Luce wrote the screenplays for three television movies, telecast on CBS. The Last Days of Patton (1986) starred George C. Scott and Eva Marie Saint; The Woman He Loved (1988) starred Jane Seymour, Anthony Andrews, and Julie Harris with direction by Charles Jarrott; and Lucy & Desi: Before the Laughter (1991) starred Frances Fisher as Lucille Ball and Maurice Benard as Desi Arnaz, also directed by Charles Jarrott.

===Film===
Barrymore is a 2011 Canadian drama film directed and screenplay adaptation by Érik Canuel, based on William Luce's 1996 play of the same name. It stars Christopher Plummer reprising his Tony Award-winning role from the original Broadway Play as John Barrymore.

===Literary executor===
Luce's literary executor is author Grant Hayter-Menzies of Sidney, British Columbia, Canada.

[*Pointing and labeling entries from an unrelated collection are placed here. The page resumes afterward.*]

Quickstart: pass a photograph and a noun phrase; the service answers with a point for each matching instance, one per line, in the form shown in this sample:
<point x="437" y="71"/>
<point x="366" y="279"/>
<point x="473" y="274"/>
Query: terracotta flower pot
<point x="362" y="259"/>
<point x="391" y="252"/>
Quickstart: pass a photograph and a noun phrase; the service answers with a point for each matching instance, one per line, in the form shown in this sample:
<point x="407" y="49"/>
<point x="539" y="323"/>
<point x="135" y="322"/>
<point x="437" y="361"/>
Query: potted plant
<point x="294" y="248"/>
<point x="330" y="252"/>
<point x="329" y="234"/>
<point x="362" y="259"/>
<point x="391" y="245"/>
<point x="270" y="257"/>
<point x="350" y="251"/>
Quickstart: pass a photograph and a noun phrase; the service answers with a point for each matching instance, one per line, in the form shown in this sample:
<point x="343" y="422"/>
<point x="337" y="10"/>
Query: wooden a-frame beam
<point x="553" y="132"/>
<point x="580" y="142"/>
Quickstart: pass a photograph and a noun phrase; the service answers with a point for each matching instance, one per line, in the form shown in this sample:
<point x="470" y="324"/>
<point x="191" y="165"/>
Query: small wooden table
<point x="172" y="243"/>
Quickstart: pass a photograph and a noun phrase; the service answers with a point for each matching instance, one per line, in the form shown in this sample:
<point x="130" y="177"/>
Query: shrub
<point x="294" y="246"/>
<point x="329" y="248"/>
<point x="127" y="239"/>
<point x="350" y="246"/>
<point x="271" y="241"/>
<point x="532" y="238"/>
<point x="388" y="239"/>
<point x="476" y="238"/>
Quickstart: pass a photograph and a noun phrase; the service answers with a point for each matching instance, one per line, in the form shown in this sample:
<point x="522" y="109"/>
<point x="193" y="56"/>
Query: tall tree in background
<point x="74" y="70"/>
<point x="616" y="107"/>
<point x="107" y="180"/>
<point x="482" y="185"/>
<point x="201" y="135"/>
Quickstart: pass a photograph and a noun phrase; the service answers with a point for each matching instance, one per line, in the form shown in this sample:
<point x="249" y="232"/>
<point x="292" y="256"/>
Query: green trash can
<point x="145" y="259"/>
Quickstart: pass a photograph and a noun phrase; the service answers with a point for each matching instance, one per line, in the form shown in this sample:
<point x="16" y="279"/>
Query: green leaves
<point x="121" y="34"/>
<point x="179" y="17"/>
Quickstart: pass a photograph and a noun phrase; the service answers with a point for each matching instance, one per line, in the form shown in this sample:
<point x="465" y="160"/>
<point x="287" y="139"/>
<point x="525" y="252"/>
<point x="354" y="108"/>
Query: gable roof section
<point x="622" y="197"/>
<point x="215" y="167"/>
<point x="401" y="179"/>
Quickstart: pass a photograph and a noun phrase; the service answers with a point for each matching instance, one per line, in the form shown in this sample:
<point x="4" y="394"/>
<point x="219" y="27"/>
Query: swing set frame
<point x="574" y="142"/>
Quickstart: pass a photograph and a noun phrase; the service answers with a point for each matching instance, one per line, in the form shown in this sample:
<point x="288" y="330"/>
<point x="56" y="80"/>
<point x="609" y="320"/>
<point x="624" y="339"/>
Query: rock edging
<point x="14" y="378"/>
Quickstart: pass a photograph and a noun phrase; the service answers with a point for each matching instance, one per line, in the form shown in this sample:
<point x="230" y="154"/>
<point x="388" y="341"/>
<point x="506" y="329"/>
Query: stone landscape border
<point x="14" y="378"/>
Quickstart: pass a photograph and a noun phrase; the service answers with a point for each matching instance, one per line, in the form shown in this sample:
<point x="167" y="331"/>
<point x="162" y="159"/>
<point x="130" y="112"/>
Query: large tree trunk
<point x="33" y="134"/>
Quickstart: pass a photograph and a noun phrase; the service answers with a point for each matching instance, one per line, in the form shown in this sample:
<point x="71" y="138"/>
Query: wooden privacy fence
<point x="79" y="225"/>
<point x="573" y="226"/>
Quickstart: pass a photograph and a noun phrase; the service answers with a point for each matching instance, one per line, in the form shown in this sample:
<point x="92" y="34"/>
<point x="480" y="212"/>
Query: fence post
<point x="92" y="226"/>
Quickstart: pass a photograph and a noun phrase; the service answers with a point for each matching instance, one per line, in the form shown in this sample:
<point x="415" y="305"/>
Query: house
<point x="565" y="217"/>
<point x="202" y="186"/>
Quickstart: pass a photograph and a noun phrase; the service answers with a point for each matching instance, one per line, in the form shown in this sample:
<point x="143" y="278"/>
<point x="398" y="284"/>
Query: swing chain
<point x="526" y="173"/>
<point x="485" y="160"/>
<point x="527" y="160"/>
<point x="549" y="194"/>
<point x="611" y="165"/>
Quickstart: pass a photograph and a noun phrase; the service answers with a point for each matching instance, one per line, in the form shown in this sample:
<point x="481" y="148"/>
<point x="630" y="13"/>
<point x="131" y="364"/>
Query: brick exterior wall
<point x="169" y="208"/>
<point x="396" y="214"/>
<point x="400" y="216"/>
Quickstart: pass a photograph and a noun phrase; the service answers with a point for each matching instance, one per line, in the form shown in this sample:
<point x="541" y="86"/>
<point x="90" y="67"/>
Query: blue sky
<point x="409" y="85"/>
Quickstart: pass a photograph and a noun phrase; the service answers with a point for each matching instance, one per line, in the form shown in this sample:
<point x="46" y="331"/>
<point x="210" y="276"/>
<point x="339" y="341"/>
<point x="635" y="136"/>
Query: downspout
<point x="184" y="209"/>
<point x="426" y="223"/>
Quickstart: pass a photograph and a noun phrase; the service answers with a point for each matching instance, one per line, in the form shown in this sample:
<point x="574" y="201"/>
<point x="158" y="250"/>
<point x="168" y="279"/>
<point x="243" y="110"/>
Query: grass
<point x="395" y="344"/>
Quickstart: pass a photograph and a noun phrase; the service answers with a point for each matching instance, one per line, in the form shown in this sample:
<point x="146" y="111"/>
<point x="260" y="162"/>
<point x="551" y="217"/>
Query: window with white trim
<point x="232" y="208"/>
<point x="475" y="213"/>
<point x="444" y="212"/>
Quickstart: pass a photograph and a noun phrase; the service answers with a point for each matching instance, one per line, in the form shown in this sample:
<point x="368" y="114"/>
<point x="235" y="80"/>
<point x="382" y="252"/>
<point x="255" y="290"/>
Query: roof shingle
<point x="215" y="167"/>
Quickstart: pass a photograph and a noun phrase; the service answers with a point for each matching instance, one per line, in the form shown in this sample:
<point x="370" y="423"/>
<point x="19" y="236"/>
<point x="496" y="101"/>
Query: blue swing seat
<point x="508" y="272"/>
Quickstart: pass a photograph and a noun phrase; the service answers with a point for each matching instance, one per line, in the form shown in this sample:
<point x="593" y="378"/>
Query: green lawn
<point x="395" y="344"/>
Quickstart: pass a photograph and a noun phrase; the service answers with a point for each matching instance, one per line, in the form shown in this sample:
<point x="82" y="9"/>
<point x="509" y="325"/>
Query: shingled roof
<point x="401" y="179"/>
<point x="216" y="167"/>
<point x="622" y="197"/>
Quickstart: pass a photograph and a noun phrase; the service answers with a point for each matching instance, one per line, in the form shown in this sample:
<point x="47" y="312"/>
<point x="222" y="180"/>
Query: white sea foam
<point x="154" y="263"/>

==Personal life and death==
Luce was with his longtime partner Ray Lewis for 50 years. Lewis was a designer of furniture and created the Fauna Collection, hand-sculpted chairs in wood with animal motifs and then cast in metal. In the early 1950s, Luce and Lewis moved from Oregon to settle in Southern California and Mariposa, California, then returned to Oregon to live on Depoe Bay from 1991 to 2001 when Lewis died at age 83. Luce remained in their home until 2015 when he moved to Arizona, where he died from Alzheimer's disease in Green Valley on December 9, 2019, at the age of 88. He is buried there in the Green Valley Cemetery (Sahuarita, Arizona).